FL - Archaeologists dive into Florida’s past and find lessons on adapting to future sea rise

Unlike almost any other archaeologist on earth, Jessi Halligan does her digging underwater.

Halligan, an associate professor of anthropology at Florida State University, studies the first people who came to Florida about 15,000 years ago, when sea levels were 300 feet lower than they are today. These days, many of Florida’s oldest settlements, hunting grounds and ceremonial mounds are at the bottom of rivers or the Gulf of Mexico. Florida is one of the global epicenters for a little-known field called “submerged landscape archaeology.”

There are only about a dozen full-time scientists working in the field in the U.S. They tend to focus on Florida because the state has lost half its landmass to sea level rise since humans started living here.
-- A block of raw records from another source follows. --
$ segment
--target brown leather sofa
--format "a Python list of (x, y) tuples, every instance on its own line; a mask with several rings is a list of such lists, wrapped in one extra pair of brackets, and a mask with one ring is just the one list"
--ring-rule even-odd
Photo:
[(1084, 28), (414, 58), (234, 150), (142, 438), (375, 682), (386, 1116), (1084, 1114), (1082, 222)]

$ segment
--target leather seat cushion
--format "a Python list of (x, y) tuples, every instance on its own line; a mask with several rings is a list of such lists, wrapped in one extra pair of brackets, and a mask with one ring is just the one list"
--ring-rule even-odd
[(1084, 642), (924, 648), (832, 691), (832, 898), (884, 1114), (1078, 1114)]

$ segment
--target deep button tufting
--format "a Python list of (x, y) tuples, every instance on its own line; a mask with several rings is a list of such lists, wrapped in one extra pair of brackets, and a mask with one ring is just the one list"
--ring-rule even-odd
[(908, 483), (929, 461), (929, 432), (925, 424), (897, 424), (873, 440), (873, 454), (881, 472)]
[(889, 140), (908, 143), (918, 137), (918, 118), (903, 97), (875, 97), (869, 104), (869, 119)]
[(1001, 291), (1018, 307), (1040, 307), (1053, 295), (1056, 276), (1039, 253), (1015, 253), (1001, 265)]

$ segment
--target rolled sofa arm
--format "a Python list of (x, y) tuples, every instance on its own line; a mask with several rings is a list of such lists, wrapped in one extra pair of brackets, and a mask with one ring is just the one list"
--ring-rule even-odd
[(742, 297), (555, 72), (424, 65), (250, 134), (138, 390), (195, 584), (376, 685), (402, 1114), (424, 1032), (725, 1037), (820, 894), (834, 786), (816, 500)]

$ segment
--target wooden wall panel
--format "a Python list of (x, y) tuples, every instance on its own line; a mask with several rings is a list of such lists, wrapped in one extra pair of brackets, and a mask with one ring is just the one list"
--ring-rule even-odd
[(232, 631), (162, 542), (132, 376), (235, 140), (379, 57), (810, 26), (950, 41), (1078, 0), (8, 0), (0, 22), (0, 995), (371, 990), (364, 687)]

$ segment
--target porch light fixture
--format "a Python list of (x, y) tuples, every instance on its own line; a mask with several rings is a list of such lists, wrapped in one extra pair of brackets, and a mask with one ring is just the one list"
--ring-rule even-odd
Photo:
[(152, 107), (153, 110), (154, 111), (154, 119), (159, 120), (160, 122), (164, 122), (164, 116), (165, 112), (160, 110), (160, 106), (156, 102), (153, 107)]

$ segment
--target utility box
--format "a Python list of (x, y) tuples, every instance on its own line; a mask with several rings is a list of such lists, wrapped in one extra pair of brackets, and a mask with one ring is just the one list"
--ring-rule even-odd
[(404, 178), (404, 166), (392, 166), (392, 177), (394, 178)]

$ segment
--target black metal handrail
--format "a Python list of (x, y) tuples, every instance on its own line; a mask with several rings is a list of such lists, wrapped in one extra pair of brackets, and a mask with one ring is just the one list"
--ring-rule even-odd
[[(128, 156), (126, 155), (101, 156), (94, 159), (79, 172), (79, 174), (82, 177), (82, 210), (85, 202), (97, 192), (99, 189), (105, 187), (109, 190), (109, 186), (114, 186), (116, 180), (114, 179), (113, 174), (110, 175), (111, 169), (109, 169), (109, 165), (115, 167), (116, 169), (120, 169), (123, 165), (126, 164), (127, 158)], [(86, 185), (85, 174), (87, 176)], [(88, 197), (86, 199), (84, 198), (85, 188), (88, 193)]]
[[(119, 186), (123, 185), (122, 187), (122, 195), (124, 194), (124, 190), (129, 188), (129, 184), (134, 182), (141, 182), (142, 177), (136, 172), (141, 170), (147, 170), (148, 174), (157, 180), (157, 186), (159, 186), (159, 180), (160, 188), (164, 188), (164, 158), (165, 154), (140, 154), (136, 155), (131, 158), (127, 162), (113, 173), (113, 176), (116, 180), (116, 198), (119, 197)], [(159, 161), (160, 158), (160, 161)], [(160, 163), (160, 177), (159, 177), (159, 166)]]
Scientists have found evidence of ancient shell mounds as far as 20 miles into the Gulf, one of thousands of preserved archaeological sites hidden under the state’s gentle rivers and along the wide, shallow continental shelf that stretches 200 miles off the state’s west coast.

Sea levels have risen 300 feet in Florida since people first arrived 15,000 years ago, shrinking the state’s landmass by half.

The stories that archaeologists like Halligan unearth from the depths offer lessons for modern Floridians who are now facing sea level rise once again. Jessi Halligan, an associate professor of anthropology at Florida State University, prepares to dive in the Aucilla River in search of artifacts from the first people who occupied Florida. Brendan Fenerty Courtesy of the Center for the Study of the First Americans (CSFA)

“Across space and time in human history, water always wins. So we have to learn to accept that and be creative with it,” said Halligan. “Flexibility is the watchword. You have to build structures that can move and can bend — or be willing to say goodbye to them.”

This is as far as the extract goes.